Dampak langsung terhadap masyarakat cukup masif. Ratusan hingga hampir seribu warga dari desa-desa rawan seperti Supiturang, Oro-Oro Ombo, Penanggal, dan Pronojiwo terpaksa meninggalkan rumah mereka dalam waktu singkat. Evakuasi dilakukan secara mandiri maupun dibantu tim gabungan dari BPBD, BNPB, TNI, Polri, dan relawan, dengan pengungsi dialihkan ke balai desa, sekolah, atau posko darurat yang disiapkan. Pemerintah Kabupaten Lumajang segera menetapkan status tanggap darurat selama seminggu penuh untuk mempercepat koordinasi bantuan logistik, kesehatan, dan pemantauan. Akses jalan utama seperti jembatan penghubung antar-kecamatan ditutup total, sementara pendakian ke kawasan Taman Nasional Bromo Tengger Semeru dilarang keras, termasuk bagi wisatawan yang mungkin masih berada di area seperti Ranu Kumbolo.
Secara lebih luas, erupsi ini mengingatkan pada pola aktivitas Semeru yang memang sangat aktif sejak puluhan tahun terakhir. Gunung ini dikenal dengan letusan strombolian yang hampir rutin, menghasilkan kubah lava yang tidak stabil dan sering runtuh menjadi awan panas. Faktor penyebab peningkatan kali ini diduga terkait tekanan magma di kedalaman dangkal yang terus meningkat sejak beberapa minggu sebelumnya, ditambah pengaruh musim hujan yang mulai intens sehingga memperbesar risiko lahar. Meski belum ada laporan korban jiwa hingga saat ini berkat respons cepat, ancaman kesehatan dari abu vulkanik—seperti gangguan pernapasan—menjadi perhatian tambahan, terutama bagi anak-anak dan lansia.

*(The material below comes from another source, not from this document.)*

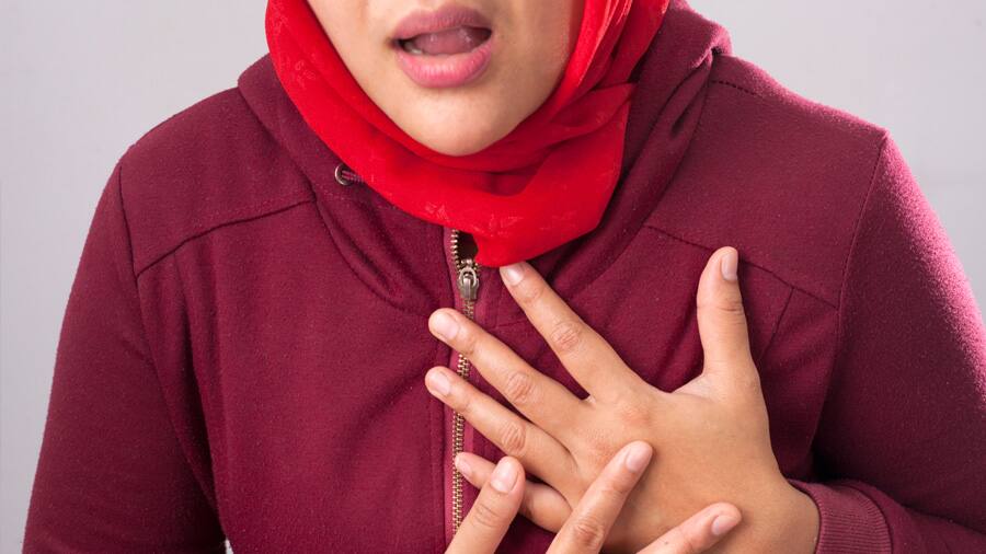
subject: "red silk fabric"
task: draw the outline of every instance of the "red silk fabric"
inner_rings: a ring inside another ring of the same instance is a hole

Hingga pagi hari ini (20 November 2025), kondisi visual gunung relatif lebih tenang dengan kabut yang menutupi puncak dan angin lemah, tetapi status Awas tetap dipertahankan karena potensi erupsi susulan masih tinggi. Pemantauan terus dilakukan secara intensif melalui seismograf, kamera CCTV, dan tim lapangan untuk mendeteksi tanda-tanda awal bahaya baru. Situasi ini menekankan pentingnya kesiapsiagaan masyarakat di Ring of Fire Indonesia, di mana gunung seperti Semeru tidak hanya menjadi ancaman tetapi juga bagian dari ekosistem yang membentuk kesuburan tanah di sekitarnya. Bagi warga terdampak, fase pemulihan akan memakan waktu, termasuk pembersihan material vulkanik dan rehabilitasi infrastruktur, sambil tetap waspada terhadap siklus alam yang tak terprediksi sepenuhnya.